[Nah no no no...] So, I tried to be a normal girl this past three months. But it just stressing me out!
My doctor said I need to relax and take a rest because it reflected on my body and skins.
So, this is actually happen to me. I am starting my day Monday to Friday early at 4 Am, walking out to bus stop at 5 AM, to do something but sometimes nothing but pretend to have a load of works to do. I also back home when sun already set, feeling hungry and angry when reaching home at 9 or 10 PM. This is just the beginning, because a lot of things happen and I just hate how people way to work in that company.
And imagine people talking in front of me with their "language" and they thought I did not know, but I do acknowledge what they say about me.
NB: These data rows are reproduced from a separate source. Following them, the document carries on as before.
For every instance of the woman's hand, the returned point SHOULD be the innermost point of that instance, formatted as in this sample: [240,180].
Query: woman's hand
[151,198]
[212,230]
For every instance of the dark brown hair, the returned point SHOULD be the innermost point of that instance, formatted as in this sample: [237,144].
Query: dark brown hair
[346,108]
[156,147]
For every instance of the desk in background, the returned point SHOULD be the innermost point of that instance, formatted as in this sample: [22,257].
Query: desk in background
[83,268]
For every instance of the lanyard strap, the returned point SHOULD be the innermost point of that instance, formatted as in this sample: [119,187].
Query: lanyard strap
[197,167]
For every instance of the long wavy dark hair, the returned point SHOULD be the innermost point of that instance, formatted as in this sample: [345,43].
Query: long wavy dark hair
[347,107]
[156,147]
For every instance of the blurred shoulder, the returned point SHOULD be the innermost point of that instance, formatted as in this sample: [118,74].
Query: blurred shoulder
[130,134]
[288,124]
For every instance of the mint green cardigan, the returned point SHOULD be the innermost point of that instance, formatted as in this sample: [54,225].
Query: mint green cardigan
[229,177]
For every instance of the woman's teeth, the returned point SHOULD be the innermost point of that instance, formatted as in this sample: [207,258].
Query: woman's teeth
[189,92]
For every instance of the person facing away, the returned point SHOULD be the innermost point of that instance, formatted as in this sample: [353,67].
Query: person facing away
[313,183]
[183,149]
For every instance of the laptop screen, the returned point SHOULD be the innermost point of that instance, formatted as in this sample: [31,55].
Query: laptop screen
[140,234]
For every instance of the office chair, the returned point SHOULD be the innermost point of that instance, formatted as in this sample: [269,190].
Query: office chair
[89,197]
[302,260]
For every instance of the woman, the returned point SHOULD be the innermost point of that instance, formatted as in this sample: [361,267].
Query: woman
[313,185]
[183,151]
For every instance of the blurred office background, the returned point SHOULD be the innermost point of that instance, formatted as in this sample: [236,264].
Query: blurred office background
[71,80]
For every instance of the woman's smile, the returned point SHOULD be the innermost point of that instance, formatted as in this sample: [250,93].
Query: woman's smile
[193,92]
I just pitying them to talk Japanese near a wrong person.
Adding with stupid unwritten rules, some penalty and unlogic simple things they say. How they work, how they think, how can they can't adapting with this country. Everything they do just kinda annoy me.
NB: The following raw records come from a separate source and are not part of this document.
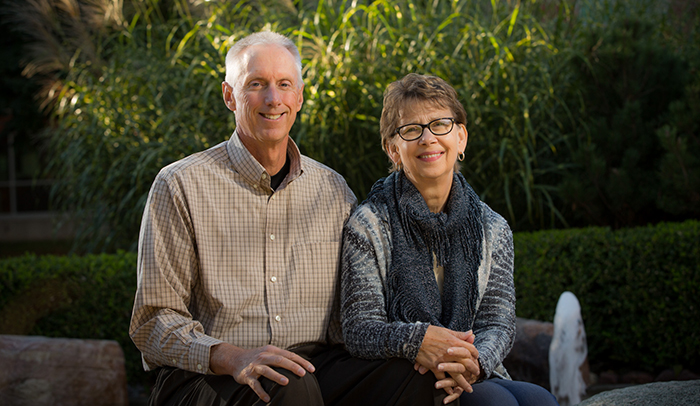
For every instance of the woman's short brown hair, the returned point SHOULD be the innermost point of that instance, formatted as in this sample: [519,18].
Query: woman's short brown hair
[432,90]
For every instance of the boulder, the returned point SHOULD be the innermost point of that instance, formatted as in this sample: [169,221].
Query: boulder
[675,393]
[41,371]
[529,359]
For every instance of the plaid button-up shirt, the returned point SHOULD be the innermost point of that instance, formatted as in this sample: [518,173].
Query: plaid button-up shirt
[224,258]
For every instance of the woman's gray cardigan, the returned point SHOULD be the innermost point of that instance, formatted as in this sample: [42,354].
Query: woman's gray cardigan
[365,259]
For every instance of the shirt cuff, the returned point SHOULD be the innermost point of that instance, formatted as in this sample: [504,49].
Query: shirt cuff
[199,353]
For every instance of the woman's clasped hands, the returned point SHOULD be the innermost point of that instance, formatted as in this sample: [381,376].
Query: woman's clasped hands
[452,357]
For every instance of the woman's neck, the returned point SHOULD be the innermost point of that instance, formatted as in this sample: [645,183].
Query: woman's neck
[436,193]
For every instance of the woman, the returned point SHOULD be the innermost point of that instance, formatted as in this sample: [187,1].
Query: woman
[427,268]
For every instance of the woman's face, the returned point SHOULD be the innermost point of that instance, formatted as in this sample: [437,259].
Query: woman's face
[431,158]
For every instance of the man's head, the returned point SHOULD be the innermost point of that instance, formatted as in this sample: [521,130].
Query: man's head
[264,88]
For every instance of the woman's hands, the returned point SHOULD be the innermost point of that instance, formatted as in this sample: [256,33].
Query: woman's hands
[452,357]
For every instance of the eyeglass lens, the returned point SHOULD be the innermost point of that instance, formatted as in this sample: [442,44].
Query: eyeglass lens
[440,126]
Three of colleagues leaving before me, and the boss trying to persuade me. It just makes me laugh bigger, because he is not clever enough to hide his dark side and bad motive behind his sudden kindness. So I have deep thought and battling to my own self. I decided to leave and finish in the right time.
My boss is the type of person who will give you expired gift, and talking to Japanese that they are stupid but he cannot fired them at all. Above them all, he is also st*pid for years cannot speak ind and eng. So, who's stupid huh...
Well, now I am finish with them after struggling and persuade them to let go of me. I come back to my previous life, try to not minding my sister complain's about her life and about my life that she hates about me (maybe). I can describe her mood as roller coaster. She is just unpredictable!
Last week, I begin to cook my soaps, come back to create recipe for new handcrafted - handmade soap!
I know I should learn more about this soap world. But I just cannot get enough, because every bar of soaps is different. When creating them sometimes they annoy me with their behave but sometimes they bring me joy by having a good texture and nice good looking product!
So, what do you think? Some friends said my soap looks like a cake. Sometimes it smell like vanilla or chocolate. But for me, I personally choose unscented soap with luxurious additives that good for sensitives skins. But overall, I love them all. Love them as much as I love JUMP.
Btw I just start to use spotify app again. Up till now I just playing S**nee songs, just because recently they have a lot of works and news. I feel like my feeling for them comeback piece by piece.